While that would be a boon to travelers, Leff said that the legacy airlines are hoping to prevent it by capitalizing on Trump’s “protectionism” to keep their competitors at bay. If that protectionist attitude prevails, options will continue to be limited and prices will continue to be high.
Traveling to Cuba
Cuba is only just opening up to the United States, yet it is already on many travelers’ bucket lists.
Airlines and cruise ships have begun taking Americans there, and more hotels are in the works. But during the presidential campaign, Trump said that unless there is greater political freedom on the island, he might reverse the historic agreement President Barack Obama made with President Raul Castro of Cuba. Are Americans still likely to be able to go?
“There’s some risk to Cuba policy changing,” said Leff, because Trump could issue his own directive. Additionally, Leff said that the uncertainty surrounding Cuba could delay investment there in terms of new hotels and other travel-related infrastructure, slowing tourism.
Harteveldt, however, thinks that Trump won’t necessarily back off international trade with Cuba and other places because four years from now, “he probably would like to see Trump-branded hotels open in more cities and more countries.”
During Trump’s campaign, his eponymous hotel brand appeared to be in trouble. And when the family announced that a new hotel brand was in the works but that it would not use the Trump name, some companies speculated it was because the Trump brand was indeed tarnished. In May, Hipmunk, the travel comparison site, said that “while overall Hipmunk hotel bookings have been on the rise year-over-year, that has not been the case with bookings of Trump Hotels.” The share of Trump bookings on Hipmunk as a percent of total bookings was down 59 percent year over year.
But now that Trump will be the next president, things could be looking up.
“Winning could mitigate whatever damage had been done to the brand,” said Leff, suggesting that there may be a halo effect from the presidency – especially the idea of staying at a Trump hotel in the shadow of the White House. Suddenly, he said, the new Trump International Hotel, Washington, D.C., is “the President’s hotel.”
Brand Keys, a customer loyalty research consultancy based in New York, seemed to underscore that notion in a report the day after the election, saying that Trump, “a brand that was once deemed toxic by many consumers is now seen as not only a safe option but an emotionally desirable option.”

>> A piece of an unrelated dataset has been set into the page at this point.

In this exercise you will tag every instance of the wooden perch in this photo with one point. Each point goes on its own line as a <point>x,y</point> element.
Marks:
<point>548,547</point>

“We are going to fix our inner cities and rebuild our highways, bridges, tunnels, airports, schools, hospitals,” Trump said during his victory speech. “We’re going to rebuild our infrastructure, which will become, by the way, second to none. And we will put millions of our people to work as we rebuild it.”
That could generate jobs and help the economy. Exactly how that huge increase in spending – Trump has pledged to spend nearly $1 trillion on infrastructure – will be paid for is unclear, said Leff. Assuming Trump’s administration finds a way to make it happen (more recently he has suggested creating a federal infrastructure fund supported by government bonds), infrastructure projects still take years. So while there may be new roads and airports, this is a change that’s unlikely to happen in the near term.
Change is one thing the industry can be sure of when Trump takes office.